Don Hall steps into the diversity whirlpool with a proposal:
Conclusion: if you want more new, diverse theater, shaming people into diversity is going have less impact than providing cost-free space to perform the work currently being done.
Scott Walters is happy, and adds:
Arts funders take note: this could actually work. Diversity supporters take note: this could actually work. I think he's right about diversity in the small theatre scene being more diverse.
Scott does go on to note:
There is one fly in the ointment: the artists themselves. If I heard it once, I heard it a dozen times during my couple days at the Arena: playwrights want to "make the jump" to the regional theatres. They don't seem to be content to stay put -- they've drunk the Kool-Aid and see the theatre world in terms of a pyramid, and they want to "get to the top."
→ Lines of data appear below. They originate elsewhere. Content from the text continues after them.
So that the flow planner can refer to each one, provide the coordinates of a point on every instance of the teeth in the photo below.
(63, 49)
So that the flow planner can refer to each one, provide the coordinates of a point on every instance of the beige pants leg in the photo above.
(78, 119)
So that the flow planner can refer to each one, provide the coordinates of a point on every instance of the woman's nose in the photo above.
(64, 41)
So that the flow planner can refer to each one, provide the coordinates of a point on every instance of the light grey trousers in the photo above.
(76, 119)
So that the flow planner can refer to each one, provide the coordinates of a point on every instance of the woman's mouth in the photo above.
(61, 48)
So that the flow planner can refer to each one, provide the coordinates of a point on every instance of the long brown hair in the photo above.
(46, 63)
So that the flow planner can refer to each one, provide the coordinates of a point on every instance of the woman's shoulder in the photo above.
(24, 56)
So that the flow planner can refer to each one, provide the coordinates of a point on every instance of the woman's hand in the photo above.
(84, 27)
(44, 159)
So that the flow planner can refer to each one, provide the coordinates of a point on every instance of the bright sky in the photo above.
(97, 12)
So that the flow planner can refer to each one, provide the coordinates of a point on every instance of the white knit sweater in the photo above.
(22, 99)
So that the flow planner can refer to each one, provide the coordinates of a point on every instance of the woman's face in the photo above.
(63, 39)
I have to say that, in my personal experience, not all of that is from having "drunk the Kool-Aid" of wanting to "get to the top," so much as the fact as if they want to be part of that slim majority who can survive off of play-writing, it behooves them to get to the top.
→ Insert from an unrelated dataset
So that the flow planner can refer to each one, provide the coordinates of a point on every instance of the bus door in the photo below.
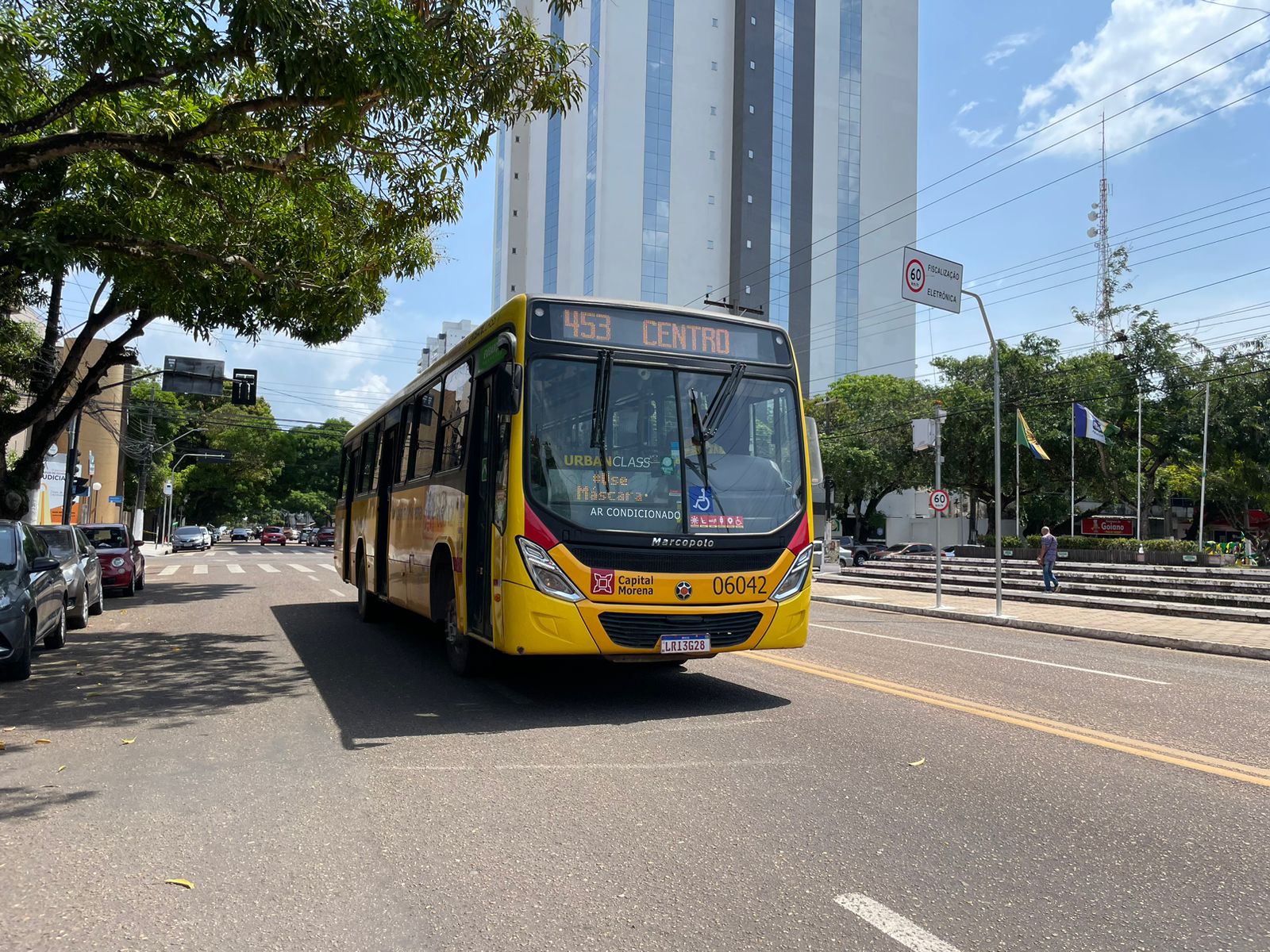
(389, 457)
(484, 456)
(352, 463)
I love the people I work with, the people who I employ at my new company. I love them so badly that I want to pay them money, in fact. At the moment, since we are literally three months into our existence as a company, I can't. A year out, hopefully, I'll be able to pay them money. Once we cross into the money-paying threshold, though, I can almost guarantee that the money I'll be paying is a pittance. I'd love to pay my playwrights what the regional theaters can pay them. One day, maybe, I will. I almost certainly will never be able to compensate them in the way that Broadway can compensate them.
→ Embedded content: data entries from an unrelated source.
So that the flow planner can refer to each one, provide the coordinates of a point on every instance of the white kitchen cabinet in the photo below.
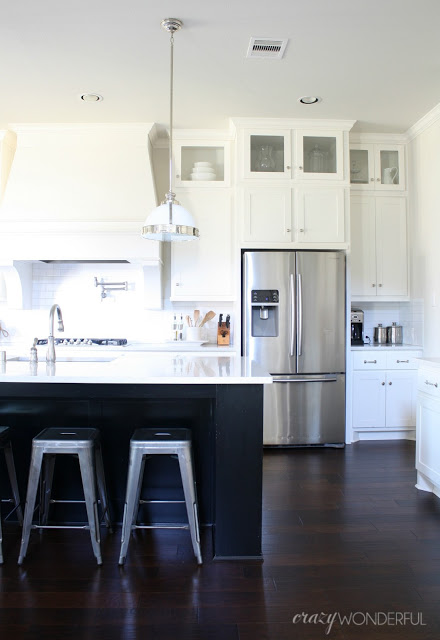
(384, 390)
(266, 154)
(428, 428)
(377, 166)
(319, 215)
(203, 269)
(319, 155)
(198, 158)
(379, 252)
(267, 215)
Who can blame them? The reason everyone's clamoring toward the top is because we've heard there's money up there.
Don Hall is right that our budgets would be incredibly lighter with rent subsidy. (I feel like someone from either BAM or Lincoln Center or the Met once told me that one of those venerable institutions has their land leased from the city for $1 a year, which they count as one of their biggest donations -- don't quote me on it unless someone can confirm it for me) Right now, I'm in the middle of a show that has a budget of about $11,000, $7,500 of which is rehearsal and theater renting. And without paying anyone. If I could use that $7,500 on the rest of my company, I would 100% positive be paying that to people working for us.
Thank you, Don, for contributing another good idea!